Itulah ungkapan yang sesuai dengan Personal Mastery. Cita-cita yang dimulai
dengan mimpi akan masuk ke alam khayal dari waktu ke waktu, akan terngiang
terus sehingga menumbuhkan keinginan yang kuat. Keinginan yang kuat akan
membuahkan kepada mengumpulkan segala bentuk kekuatan untuk meraihnya. Sehingga
orang akan berhasil itu adalah orang yang tetap menjaga dan melestarikan
penguasaan diri dalam mencapai keinginan yang terbaik.
B.
Shared
Vision (Visi Bersama)
Shared Vision (Visi Bersama) dapat
diartikan sebagai membangun rasa komitmen dalam suatu kelompok. Sebab masa
depan itu akan lebih baik apabila terciptanya nilai-nilai kebersamaan. “the
future we want to create together”. Dengan adanya kebersamaan tentu akan
menciptakan satu visi yang harus dipatuhi dan dijalankan demi ketercapaian
tujuan.
Ide yang ada dalam setiap individu
dibangkitkan melalui kebersamaan. Berbagai macam ide individual digabungkan
dalam satu ide besar yang handal untuk mewakili dari masing-masing individu.

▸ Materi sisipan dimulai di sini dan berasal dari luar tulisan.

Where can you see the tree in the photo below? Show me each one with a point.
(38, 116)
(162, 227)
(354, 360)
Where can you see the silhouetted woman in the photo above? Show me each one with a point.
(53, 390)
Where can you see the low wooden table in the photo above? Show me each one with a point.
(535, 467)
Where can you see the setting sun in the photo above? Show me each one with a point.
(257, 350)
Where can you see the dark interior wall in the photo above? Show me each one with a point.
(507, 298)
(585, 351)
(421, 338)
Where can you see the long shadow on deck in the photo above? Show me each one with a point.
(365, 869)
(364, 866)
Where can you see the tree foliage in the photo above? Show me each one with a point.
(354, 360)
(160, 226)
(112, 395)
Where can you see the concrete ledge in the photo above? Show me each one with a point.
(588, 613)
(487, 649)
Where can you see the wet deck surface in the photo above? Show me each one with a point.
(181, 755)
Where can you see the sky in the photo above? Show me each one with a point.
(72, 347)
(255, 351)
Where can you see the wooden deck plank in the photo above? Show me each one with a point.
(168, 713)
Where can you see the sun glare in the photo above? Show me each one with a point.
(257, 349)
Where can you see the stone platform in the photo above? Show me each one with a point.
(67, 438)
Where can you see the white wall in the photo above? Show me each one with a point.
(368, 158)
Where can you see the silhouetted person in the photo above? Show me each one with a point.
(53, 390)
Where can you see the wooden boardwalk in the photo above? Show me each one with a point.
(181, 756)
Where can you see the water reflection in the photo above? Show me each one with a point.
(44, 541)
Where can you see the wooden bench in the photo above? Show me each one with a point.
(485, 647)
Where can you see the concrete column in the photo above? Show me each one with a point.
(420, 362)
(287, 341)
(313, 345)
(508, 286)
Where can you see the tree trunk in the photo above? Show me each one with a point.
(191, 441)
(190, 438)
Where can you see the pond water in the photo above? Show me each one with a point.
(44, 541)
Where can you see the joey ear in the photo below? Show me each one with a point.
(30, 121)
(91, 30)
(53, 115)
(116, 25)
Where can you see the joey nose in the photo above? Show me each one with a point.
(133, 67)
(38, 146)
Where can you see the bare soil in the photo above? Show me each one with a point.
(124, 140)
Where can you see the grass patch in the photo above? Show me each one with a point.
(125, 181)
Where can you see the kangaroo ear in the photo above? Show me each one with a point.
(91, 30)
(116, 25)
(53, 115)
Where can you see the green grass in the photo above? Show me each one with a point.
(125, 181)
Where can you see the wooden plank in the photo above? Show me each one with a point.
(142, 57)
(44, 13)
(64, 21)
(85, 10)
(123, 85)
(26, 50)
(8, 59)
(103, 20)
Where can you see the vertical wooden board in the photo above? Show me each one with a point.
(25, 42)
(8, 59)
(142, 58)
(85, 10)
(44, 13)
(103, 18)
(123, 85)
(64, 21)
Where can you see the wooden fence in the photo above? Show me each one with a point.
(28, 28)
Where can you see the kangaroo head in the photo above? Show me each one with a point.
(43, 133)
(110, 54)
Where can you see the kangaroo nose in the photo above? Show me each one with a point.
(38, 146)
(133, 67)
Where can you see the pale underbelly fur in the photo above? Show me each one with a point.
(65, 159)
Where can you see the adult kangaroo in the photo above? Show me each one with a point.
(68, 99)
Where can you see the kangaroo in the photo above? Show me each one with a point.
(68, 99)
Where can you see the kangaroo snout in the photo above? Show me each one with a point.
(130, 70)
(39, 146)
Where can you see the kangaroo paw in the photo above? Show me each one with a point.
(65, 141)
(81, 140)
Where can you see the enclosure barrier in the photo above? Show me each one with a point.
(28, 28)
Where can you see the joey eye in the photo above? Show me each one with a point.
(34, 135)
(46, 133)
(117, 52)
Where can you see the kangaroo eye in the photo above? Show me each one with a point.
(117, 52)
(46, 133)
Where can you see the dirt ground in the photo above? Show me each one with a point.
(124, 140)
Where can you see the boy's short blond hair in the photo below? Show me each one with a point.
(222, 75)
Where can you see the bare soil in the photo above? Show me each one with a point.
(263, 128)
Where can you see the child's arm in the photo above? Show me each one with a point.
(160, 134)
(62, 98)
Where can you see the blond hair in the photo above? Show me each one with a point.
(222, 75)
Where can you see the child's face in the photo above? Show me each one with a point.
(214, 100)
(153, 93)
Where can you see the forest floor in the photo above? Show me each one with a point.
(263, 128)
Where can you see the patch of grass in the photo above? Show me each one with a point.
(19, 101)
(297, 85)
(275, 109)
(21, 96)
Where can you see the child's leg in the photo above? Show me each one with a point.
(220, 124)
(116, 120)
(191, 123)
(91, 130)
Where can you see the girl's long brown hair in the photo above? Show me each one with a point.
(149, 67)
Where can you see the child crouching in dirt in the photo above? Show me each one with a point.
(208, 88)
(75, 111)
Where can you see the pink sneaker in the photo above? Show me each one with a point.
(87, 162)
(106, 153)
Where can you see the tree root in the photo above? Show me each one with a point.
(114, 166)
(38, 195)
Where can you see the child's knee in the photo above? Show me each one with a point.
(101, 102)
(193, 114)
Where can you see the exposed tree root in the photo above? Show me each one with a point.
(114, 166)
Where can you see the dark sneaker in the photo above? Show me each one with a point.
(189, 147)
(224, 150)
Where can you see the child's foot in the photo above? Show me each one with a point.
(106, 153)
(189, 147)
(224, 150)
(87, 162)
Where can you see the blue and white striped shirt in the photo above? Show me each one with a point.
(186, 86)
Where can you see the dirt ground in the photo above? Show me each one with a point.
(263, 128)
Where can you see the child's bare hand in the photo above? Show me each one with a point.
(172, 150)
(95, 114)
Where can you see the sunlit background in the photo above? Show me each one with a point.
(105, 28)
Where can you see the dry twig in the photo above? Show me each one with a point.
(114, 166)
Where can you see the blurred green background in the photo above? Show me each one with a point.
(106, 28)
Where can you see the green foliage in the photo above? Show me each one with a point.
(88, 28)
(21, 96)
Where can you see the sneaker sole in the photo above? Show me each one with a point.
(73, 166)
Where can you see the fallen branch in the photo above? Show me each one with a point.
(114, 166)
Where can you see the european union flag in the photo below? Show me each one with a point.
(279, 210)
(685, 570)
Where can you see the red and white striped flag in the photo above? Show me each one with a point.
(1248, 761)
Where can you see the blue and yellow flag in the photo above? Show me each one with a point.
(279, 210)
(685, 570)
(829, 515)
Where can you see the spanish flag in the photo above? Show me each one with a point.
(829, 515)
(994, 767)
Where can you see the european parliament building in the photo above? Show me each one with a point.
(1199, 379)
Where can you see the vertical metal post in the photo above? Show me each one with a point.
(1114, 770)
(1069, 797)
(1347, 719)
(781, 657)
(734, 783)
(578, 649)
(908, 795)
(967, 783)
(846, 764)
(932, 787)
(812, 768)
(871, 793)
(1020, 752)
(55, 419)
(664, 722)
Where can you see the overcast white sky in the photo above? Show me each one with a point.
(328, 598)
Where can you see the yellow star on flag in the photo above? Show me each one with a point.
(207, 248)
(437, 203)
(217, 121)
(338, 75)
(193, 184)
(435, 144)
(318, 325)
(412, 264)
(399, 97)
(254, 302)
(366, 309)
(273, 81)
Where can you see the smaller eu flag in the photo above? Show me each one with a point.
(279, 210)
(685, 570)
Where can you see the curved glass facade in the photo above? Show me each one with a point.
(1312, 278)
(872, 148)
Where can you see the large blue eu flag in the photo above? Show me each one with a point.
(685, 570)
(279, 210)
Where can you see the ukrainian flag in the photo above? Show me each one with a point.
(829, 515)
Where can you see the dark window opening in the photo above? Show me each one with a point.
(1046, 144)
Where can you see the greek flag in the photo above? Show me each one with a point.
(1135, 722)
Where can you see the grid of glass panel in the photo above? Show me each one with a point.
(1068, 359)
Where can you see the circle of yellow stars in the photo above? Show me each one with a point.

Beberapa visi yang dikumpulkan akan dikombinasikan menjadi sebuah variasi yang
utuh dan universal. Inilah yang dinamakan Shared Visi.
Sebuah organisasi yang terdiri dari
beberapa anggota terlebih dahulu menyamakan visi untuk menjalankan roda
organisasi. Sebuah sekolah yang unggul merupakan kumpulan dari unsur guru-guru
yang sama-sama membangun visi ke depan dalam mengarahkan tujuan sekolah itu.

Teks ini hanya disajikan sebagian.